To better understand barriers to successful guidance and maternal knowledge retention, we conducted a modified failure mode effects analysis.9  Failure modes were developed around the lack of standardization of educational content; teaching responsibilities among team members; prioritization of topics; patient-centered teaching approaches; effective teaching strategies focused on adult learners and learning style preferences; and underuse of available teaching materials, such as the aforementioned booklet. We also identified a lack of understanding of maternal educational needs.

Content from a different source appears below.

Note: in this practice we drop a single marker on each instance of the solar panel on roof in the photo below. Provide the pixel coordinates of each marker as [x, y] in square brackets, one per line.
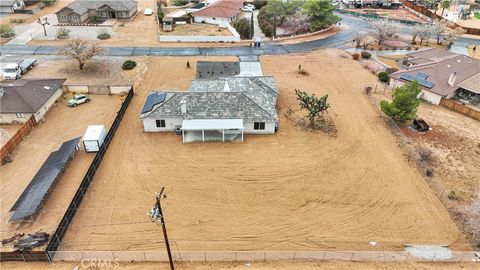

Additionally, we used Kern’s approach to curricular development in medical education, beginning with problem identification and general and targeted needs assessment (steps 1–2).10  We performed an educational needs assessment during the project baseline period (October 2018 through December 2018) and surveyed over a 3-month period 120 mothers admitted to the well-newborn unit on their learning preferences. The survey was part of our general needs assessment in the early stages of the project to help us to better understand the population we were targeting as well as personal satisfactions and preferences with educational materials provided and content. Surveys were completed at the time of discharge, which the mother either left in her room or handed to the nurse at the time of discharge (see Supplemental Information). The results informed the development of our key driver diagram.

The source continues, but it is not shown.